Dream Askew, Dream Apart
- Designers: Avery Alder, Benjamin Rosenbaum
- Publication: 2018
- Genres: Tabletop role-playing game
- Systems: Belonging Outside Belonging

= Dream Askew, Dream Apart =

2018 tabletop role-playing games

Dream Askew, Dream Apart is a set of two tabletop role-playing games about marginalized communities struggling for survival. "Dream Askew" was designed by Avery Alder and "Dream Apart" was designed by Benjamin Rosenbaum. Dream Askew, Dream Apart is the blueprint for the Belonging Outside Belonging game system.

== Belonging Outside Belonging ==

Both games use the Belonging Outside Belonging system, a set of dice-less mechanics that focuses on storytelling. Alder began designing the system for "Dream Askew," then collaborated with Rosenbaum to further develop it for "Dream Apart." The system became the basis of many games by other designers, including Wanderhome and Sleepaway. As of July 2024, Itch.io lists 211 products with the tag "Belonging Outside Belonging."

== Themes ==

"Dream Askew" focuses on queer survivors of an apocalypse fighting threats and gathering resources.

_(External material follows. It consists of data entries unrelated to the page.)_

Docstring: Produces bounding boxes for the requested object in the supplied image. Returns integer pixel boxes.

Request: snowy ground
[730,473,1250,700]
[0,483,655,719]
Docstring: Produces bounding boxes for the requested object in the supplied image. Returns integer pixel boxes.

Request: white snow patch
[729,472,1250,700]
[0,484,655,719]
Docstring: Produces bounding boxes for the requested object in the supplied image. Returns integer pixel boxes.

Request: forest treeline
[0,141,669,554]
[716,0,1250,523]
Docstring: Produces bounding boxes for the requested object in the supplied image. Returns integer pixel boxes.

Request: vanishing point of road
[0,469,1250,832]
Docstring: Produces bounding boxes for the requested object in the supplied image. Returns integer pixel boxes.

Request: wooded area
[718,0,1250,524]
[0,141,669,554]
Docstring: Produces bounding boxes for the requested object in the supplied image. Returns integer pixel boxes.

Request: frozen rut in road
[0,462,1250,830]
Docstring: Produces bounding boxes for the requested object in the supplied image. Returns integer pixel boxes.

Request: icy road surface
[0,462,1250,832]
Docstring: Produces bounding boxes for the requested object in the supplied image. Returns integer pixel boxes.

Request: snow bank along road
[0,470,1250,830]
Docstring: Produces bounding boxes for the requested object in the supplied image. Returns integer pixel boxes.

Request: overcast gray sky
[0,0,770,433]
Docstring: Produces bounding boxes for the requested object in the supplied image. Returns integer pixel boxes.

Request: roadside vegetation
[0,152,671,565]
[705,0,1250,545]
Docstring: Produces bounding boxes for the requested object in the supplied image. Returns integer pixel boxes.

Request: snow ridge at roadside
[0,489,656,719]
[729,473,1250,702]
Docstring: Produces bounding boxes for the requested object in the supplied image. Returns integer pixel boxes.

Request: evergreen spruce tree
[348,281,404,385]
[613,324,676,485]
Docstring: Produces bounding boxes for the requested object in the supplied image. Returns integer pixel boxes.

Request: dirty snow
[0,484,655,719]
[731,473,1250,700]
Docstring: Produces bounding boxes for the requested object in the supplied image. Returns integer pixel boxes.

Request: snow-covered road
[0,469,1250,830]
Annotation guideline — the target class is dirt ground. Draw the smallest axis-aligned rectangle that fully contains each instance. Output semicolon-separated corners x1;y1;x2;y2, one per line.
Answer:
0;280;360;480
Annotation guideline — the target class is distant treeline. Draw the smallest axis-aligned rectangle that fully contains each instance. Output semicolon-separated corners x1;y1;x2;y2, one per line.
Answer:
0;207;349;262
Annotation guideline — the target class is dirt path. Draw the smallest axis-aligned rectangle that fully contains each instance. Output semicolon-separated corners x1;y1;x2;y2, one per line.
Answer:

"Dream Apart" has Jewish protagonists and takes place in a fantasy version of a shtetl in 19th-century Europe. The historical setting also includes supernatural elements. The game allows players to take on one of six archetypes: the Matchmaker, the Klezmer, the Midwife, the Scholar, the Soldier, and the Sorcerer. In an interview with Gabriela Geselowitz for Tablet, Rosenbaum stated that his inspiration for the game was to represent a Jewish perspective on pogroms and Christian domination during the Middle Ages: "It was always kind of clear to me even as a little kid that we were on the other side of the sword."

== Reception ==

Dream Askew, Dream Apart was nominated for three 2019 ENNIE Awards: "Best Game," "Best Setting," and "Product of the Year." K.W. Colyard for Book Riot recommended "Dream Askew" for readers of post-apocalyptic fiction and "Dream Apart" for fans of Tevye the Dairyman.

In 2023, the UK Games Expo rejected a proposal for a live game of "Dream Askew" due to queer content and themes. The director of the Expo later apologized.

== Publication history ==
Avery Alder published an early version of "Dream Askew" for free download from her website in 2014. This prototype won the 2014 Indie RPG Awards for "Best Free Game." The revised version of "Dream Askew" and "Dream Apart" were published together as a single book in 2018 after raising CA$62,355 on kickstarter.